HONG KONG (AP) — Rating agency Moody’s cut its credit rating for China on Wednesday, citing slowing economic growth and rising debt that it says will erode the country’s financial strength.
Moody’s said that it is downgrading its long-term rating for China one notch to a still robust A1 from Aa3.
The new rating will likely raise borrowing costs, though it is still the fifth highest on Moody’s investment grade scale.
The agency warned that China’s economy-wide debt is expected to rise further over the coming years while the government’s direct debt burden rises to 45 percent of the economy by 2020 from about 40 percent in 2018.
Moody’s said Beijing’s economic reform program won’t suffice to offset the rising debt level, given the authorities’ tendency to use debt-fueled stimulus to spur growth.
“The planned reform program is likely to slow, but not prevent, the rise in leverage,” Moody’s said. “The importance the authorities attach to maintaining robust growth will result in sustained policy stimulus, given the growing structural impediments to achieving current growth targets. Such stimulus will contribute to rising debt across the economy as a whole.”

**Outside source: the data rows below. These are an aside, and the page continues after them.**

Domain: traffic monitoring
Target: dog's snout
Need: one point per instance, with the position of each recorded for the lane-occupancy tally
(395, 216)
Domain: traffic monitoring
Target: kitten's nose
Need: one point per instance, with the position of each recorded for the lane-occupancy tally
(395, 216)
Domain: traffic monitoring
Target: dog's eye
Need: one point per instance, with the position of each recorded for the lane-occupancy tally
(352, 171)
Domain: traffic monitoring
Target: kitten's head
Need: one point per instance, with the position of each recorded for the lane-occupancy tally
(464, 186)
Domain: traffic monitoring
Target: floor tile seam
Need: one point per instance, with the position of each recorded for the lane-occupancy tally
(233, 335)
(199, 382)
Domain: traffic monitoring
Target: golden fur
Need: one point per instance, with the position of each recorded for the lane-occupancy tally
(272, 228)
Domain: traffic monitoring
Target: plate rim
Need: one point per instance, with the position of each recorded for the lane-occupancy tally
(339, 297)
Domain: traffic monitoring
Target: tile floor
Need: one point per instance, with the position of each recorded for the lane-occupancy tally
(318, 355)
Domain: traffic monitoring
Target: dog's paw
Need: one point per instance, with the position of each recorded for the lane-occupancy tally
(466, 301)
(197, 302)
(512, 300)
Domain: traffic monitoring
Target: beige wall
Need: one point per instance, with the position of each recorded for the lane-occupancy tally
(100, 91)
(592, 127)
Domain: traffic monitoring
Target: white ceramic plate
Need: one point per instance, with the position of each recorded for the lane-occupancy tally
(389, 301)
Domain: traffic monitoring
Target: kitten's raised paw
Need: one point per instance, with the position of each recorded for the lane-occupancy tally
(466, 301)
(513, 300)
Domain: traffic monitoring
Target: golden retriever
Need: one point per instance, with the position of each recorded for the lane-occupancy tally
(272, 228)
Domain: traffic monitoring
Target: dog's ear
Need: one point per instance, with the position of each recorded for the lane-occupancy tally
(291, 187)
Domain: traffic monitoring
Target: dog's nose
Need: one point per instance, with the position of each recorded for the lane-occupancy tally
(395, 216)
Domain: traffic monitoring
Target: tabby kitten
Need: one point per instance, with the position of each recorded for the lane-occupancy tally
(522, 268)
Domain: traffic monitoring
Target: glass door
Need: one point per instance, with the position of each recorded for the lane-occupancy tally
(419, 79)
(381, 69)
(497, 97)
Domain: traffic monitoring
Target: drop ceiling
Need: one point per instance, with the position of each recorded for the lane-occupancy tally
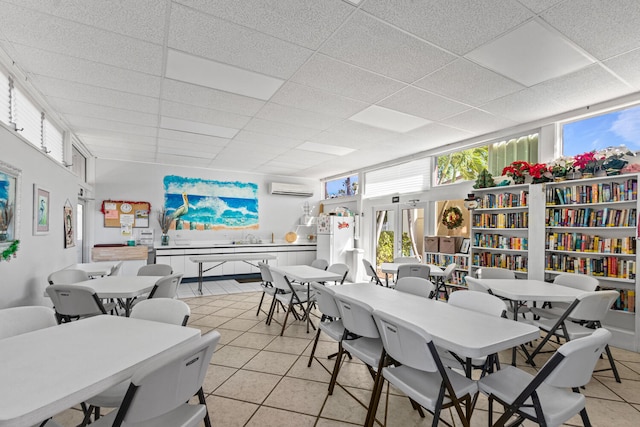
(313, 88)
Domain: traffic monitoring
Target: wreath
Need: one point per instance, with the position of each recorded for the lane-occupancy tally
(452, 217)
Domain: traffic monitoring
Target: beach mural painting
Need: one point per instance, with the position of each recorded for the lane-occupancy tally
(200, 204)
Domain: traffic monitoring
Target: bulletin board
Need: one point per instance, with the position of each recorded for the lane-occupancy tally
(119, 213)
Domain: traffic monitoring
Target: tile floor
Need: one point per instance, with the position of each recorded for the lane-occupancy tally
(258, 378)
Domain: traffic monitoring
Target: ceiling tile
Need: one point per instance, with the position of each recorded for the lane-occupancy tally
(142, 19)
(200, 96)
(424, 104)
(193, 32)
(204, 115)
(343, 79)
(525, 106)
(469, 83)
(530, 54)
(603, 28)
(64, 67)
(78, 40)
(456, 25)
(77, 108)
(280, 129)
(583, 88)
(320, 101)
(626, 66)
(96, 95)
(295, 116)
(478, 122)
(371, 44)
(304, 22)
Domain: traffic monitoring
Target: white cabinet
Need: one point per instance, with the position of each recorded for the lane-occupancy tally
(591, 228)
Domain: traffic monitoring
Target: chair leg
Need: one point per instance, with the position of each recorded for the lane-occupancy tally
(313, 350)
(203, 401)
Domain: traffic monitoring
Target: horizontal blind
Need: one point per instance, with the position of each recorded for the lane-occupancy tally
(5, 99)
(52, 140)
(407, 177)
(28, 118)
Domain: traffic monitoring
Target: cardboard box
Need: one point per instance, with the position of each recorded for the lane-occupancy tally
(431, 244)
(450, 245)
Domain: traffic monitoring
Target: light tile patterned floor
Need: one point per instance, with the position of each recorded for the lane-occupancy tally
(258, 378)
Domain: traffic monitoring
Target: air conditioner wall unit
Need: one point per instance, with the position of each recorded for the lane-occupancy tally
(286, 189)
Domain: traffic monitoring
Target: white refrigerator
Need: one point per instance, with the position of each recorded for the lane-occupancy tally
(335, 237)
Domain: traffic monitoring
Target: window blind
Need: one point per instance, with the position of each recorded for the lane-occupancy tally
(5, 99)
(53, 140)
(407, 177)
(27, 117)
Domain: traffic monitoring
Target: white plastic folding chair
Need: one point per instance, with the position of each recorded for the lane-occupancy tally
(20, 320)
(160, 391)
(330, 322)
(580, 319)
(320, 263)
(575, 281)
(67, 277)
(155, 270)
(165, 310)
(416, 286)
(371, 271)
(419, 372)
(545, 398)
(339, 268)
(74, 302)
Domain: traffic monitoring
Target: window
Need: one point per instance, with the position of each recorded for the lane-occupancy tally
(5, 99)
(404, 178)
(467, 164)
(341, 187)
(52, 140)
(612, 129)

However, the agency changed its outlook to stable from negative, saying risks are now balanced and growth will likely remain relatively strong.
Moody’s expects China’s economy, the world’s second biggest, to continue gradually slowing, with potential economic growth declining to close to 5 percent over the next five years. Growth hit 10.6 percent in 2010 before sliding to a near-three decade low of 6.7 percent last year.
The rapid rise in Chinese debt since the 2008 global crisis has prompted warnings it will drag on growth and threaten banks. Beijing has cited reducing financial risk as a top priority this year but private sector analysts say it is moving too slowly in clearing away a backlog of nonperforming loans.